If there is a recent Republican flight to Mr Obama, foreign policy is not at the core of it. While the Iraq war has been unpopular, Republicans paid the price in defections – a steep one – well before Mr Obama’s rise. The founders of Republicans for Obama all had grave misgivings about the Iraq war. Ms Hauser endorsed John Kerry in 2004. Mr Chafee was the only Republican in the Senate to vote against the resolution permitting the use of force in Iraq. He was constantly rumoured to be on the verge of leaving the party. After his defeat in the Democratic landslide of 2006, he did.

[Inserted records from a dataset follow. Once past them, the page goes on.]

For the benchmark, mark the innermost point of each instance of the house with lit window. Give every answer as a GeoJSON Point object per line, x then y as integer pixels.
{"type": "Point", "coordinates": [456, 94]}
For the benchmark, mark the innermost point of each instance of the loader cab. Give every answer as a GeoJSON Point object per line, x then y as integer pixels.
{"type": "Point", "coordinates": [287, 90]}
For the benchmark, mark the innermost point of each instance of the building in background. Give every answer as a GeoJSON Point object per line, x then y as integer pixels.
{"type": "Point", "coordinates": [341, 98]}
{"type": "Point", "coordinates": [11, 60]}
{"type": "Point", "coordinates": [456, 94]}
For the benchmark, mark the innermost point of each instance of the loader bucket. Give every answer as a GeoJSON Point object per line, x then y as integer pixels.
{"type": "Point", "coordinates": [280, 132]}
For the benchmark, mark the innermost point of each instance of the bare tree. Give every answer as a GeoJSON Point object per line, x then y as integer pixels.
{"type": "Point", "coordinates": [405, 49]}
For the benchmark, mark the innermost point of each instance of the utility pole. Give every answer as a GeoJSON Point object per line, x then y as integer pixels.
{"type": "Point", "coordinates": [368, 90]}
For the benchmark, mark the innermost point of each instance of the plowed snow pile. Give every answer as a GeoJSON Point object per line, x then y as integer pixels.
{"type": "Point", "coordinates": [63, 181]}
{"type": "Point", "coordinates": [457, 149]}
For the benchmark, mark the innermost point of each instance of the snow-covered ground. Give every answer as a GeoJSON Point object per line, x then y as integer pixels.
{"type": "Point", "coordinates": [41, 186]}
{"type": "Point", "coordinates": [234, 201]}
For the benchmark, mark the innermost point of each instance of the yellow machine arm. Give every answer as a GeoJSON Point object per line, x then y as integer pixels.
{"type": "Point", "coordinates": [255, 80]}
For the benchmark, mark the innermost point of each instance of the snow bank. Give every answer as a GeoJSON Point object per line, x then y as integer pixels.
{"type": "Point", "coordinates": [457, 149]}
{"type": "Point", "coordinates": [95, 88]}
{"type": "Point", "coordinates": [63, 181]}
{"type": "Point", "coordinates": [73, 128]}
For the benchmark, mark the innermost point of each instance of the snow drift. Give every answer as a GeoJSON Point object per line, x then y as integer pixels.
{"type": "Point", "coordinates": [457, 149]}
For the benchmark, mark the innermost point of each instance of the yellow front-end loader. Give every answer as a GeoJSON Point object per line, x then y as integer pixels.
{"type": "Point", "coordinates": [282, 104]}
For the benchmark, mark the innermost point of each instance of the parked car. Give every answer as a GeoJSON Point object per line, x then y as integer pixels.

Of the trio, it is Mr Leach who is the key defector. Although he called this week for a “new approach to our interaction with the world”, he was best known, until his own defeat in 2006, as chairman of the House banking committee and a financial watchdog of high integrity. Among today’s Republicans are many who still profess Mr Leach’s budget-balancing kind of conservatism. Mr Obama’s fiscal policy is more compatible with such a conservatism than the deficit-widening tax-cuts John McCain proposes. In fact, Mr McCain’s career of eloquent opposition to George W. Bush’s tax slashing is more compatible with Mr Obama’s platform than his own. According to a new poll from the Pew Research Centre, McCain supporters, asked to say what they admire about Mr Obama, most often name his economic positions.

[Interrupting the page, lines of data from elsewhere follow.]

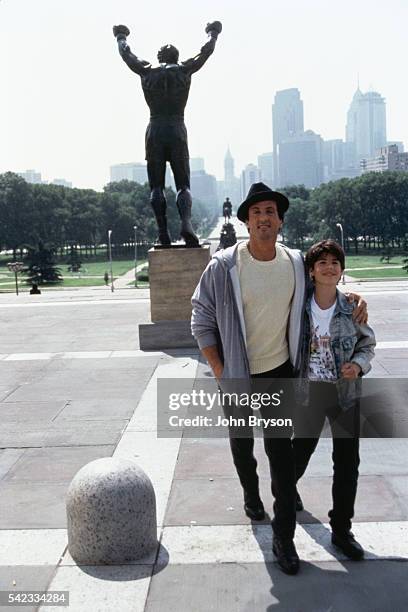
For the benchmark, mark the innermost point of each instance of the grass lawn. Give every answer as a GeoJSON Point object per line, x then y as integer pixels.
{"type": "Point", "coordinates": [91, 274]}
{"type": "Point", "coordinates": [368, 261]}
{"type": "Point", "coordinates": [392, 273]}
{"type": "Point", "coordinates": [96, 268]}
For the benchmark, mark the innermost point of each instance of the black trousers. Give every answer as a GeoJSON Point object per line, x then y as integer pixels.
{"type": "Point", "coordinates": [346, 459]}
{"type": "Point", "coordinates": [281, 465]}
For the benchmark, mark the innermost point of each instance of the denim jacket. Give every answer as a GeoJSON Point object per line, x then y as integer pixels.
{"type": "Point", "coordinates": [350, 342]}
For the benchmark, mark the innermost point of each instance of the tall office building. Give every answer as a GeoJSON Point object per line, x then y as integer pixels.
{"type": "Point", "coordinates": [338, 160]}
{"type": "Point", "coordinates": [31, 176]}
{"type": "Point", "coordinates": [204, 188]}
{"type": "Point", "coordinates": [228, 167]}
{"type": "Point", "coordinates": [62, 183]}
{"type": "Point", "coordinates": [387, 158]}
{"type": "Point", "coordinates": [366, 124]}
{"type": "Point", "coordinates": [230, 186]}
{"type": "Point", "coordinates": [265, 165]}
{"type": "Point", "coordinates": [249, 175]}
{"type": "Point", "coordinates": [301, 160]}
{"type": "Point", "coordinates": [196, 164]}
{"type": "Point", "coordinates": [287, 121]}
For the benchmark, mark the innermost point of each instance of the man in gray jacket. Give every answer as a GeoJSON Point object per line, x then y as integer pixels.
{"type": "Point", "coordinates": [246, 318]}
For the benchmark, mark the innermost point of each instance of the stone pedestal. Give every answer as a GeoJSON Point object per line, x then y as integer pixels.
{"type": "Point", "coordinates": [173, 276]}
{"type": "Point", "coordinates": [111, 513]}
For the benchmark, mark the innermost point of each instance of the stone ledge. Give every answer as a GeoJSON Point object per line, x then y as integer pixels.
{"type": "Point", "coordinates": [166, 335]}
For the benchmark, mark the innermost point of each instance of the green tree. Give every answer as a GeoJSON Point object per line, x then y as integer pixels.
{"type": "Point", "coordinates": [41, 266]}
{"type": "Point", "coordinates": [15, 211]}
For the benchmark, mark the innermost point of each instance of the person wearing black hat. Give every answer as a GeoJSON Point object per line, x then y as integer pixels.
{"type": "Point", "coordinates": [246, 318]}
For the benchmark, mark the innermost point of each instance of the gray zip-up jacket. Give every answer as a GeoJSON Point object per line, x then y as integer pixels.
{"type": "Point", "coordinates": [218, 318]}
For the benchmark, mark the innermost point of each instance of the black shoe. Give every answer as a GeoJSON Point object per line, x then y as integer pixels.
{"type": "Point", "coordinates": [164, 238]}
{"type": "Point", "coordinates": [299, 503]}
{"type": "Point", "coordinates": [348, 545]}
{"type": "Point", "coordinates": [286, 555]}
{"type": "Point", "coordinates": [254, 509]}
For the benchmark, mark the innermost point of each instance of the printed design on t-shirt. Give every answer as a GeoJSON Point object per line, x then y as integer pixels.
{"type": "Point", "coordinates": [321, 362]}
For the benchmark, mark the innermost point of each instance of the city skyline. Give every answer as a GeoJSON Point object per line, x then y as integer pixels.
{"type": "Point", "coordinates": [73, 109]}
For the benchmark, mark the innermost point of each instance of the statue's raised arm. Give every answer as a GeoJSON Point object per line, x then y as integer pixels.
{"type": "Point", "coordinates": [195, 63]}
{"type": "Point", "coordinates": [137, 65]}
{"type": "Point", "coordinates": [166, 88]}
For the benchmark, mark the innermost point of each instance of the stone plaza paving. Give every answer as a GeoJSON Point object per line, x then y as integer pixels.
{"type": "Point", "coordinates": [74, 386]}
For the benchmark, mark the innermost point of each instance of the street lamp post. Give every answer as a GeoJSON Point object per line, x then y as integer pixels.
{"type": "Point", "coordinates": [110, 258]}
{"type": "Point", "coordinates": [339, 225]}
{"type": "Point", "coordinates": [135, 229]}
{"type": "Point", "coordinates": [15, 266]}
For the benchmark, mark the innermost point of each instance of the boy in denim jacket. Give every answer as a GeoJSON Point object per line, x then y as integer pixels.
{"type": "Point", "coordinates": [336, 353]}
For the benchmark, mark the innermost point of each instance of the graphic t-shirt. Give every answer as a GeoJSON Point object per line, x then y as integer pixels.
{"type": "Point", "coordinates": [321, 362]}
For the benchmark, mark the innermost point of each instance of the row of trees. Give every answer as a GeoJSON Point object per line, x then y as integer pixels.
{"type": "Point", "coordinates": [373, 210]}
{"type": "Point", "coordinates": [62, 218]}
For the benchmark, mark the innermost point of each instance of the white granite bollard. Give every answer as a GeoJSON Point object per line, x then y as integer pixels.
{"type": "Point", "coordinates": [111, 513]}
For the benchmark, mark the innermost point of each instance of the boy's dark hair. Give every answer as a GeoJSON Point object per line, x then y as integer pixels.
{"type": "Point", "coordinates": [324, 247]}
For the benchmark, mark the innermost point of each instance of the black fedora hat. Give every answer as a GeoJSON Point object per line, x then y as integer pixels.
{"type": "Point", "coordinates": [259, 192]}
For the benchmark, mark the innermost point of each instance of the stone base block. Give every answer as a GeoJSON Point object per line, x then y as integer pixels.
{"type": "Point", "coordinates": [111, 513]}
{"type": "Point", "coordinates": [173, 276]}
{"type": "Point", "coordinates": [166, 335]}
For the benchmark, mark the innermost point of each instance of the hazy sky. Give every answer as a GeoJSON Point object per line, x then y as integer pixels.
{"type": "Point", "coordinates": [70, 107]}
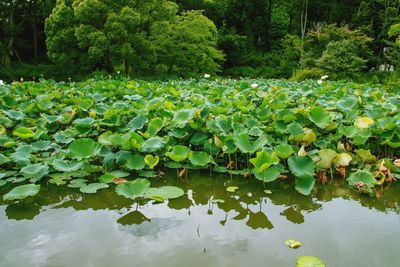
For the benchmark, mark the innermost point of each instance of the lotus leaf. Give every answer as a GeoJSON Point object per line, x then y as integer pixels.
{"type": "Point", "coordinates": [133, 189]}
{"type": "Point", "coordinates": [179, 153]}
{"type": "Point", "coordinates": [22, 191]}
{"type": "Point", "coordinates": [309, 261]}
{"type": "Point", "coordinates": [151, 161]}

It is neither on foreign policy nor on economics but on religious values that Mr Obama has made his big pitch to party-switchers. In July, he shocked some Democrats by defending Mr Bush’s use of faith-based programmes as government service providers. He did so in Zanesville, Ohio, one of the most heavily evangelical towns in the country. A study released last week by the Barna Group, a Christian consulting firm, found Mr Obama reaping the rewards of his outreach. He leads among non-evangelical born-again Christians, by 43 per cent to 31, although Mr McCain continues to dominate among the highly politicised evangelicals, 61-17.

Mr Obama’s attempt to synthesise new policies is more sincere and thoroughgoing than that of any candidate since Reagan. You would think Republicans would like Mr Obama a lot more than Democrats like Mr McCain, who not only has been on the political scene for a quarter-century but has also signed on to many of the less popular fiscal dogmas of the Bush-era Republican party. But this advantage for Mr Obama in theory has not materialised in practice. Mr McCain has always had a stronger cross-party appeal than any Republican of his generation. As long ago as 2000, the high points of his presidential campaign were those states – Michigan in particular – that had open primaries, permitting Democrats to cross over and vote for him.

Perhaps due to the bitterness of this year’s Democratic primaries, Mr McCain’s advantage in crossover voting persists, according to that Pew poll. Among Democrats who supported Hillary Clinton in the primaries, only 72 per cent say they will vote for Mr Obama. Fully 18 per cent will back Mr McCain, and another 10 per cent are up for grabs. This is a sharp contrast to Republican supporters of Mr McCain’s primary opponents, 88 per cent of whom will back Mr McCain versus just 6 per cent who will go over to Mr Obama.

The US could benefit from the party shake-up that Mr Obama is trying to effect. That does not mean such a shake-up is happening. Most Obamacans are intellectuals, including a few who are actually conservative, such as the writers Francis Fukuyama and Andrew Bacevich. But the Republican party is no more a natural home for intellectuals than it is for feminists or trades unionists. Much has been made, stupidly, of the support of family members of prominent conservatives, from the daughter of former president Richard Nixon to the son of economist Milton Friedman – as if families never contain political disagreements.

There has been a former assistant secretary here and a former deputy secretary there. But not a single prominent conservative with either an ongoing political career or a continuing affection for the Republican party has yet chosen to back Mr Obama. The endorsement of General Colin Powell, for instance, or Chuck Hagel, the Nebraska senator, would be an election-shifting coup. Unless and until that happens, Obamacans will be a media phenomenon, not a political one.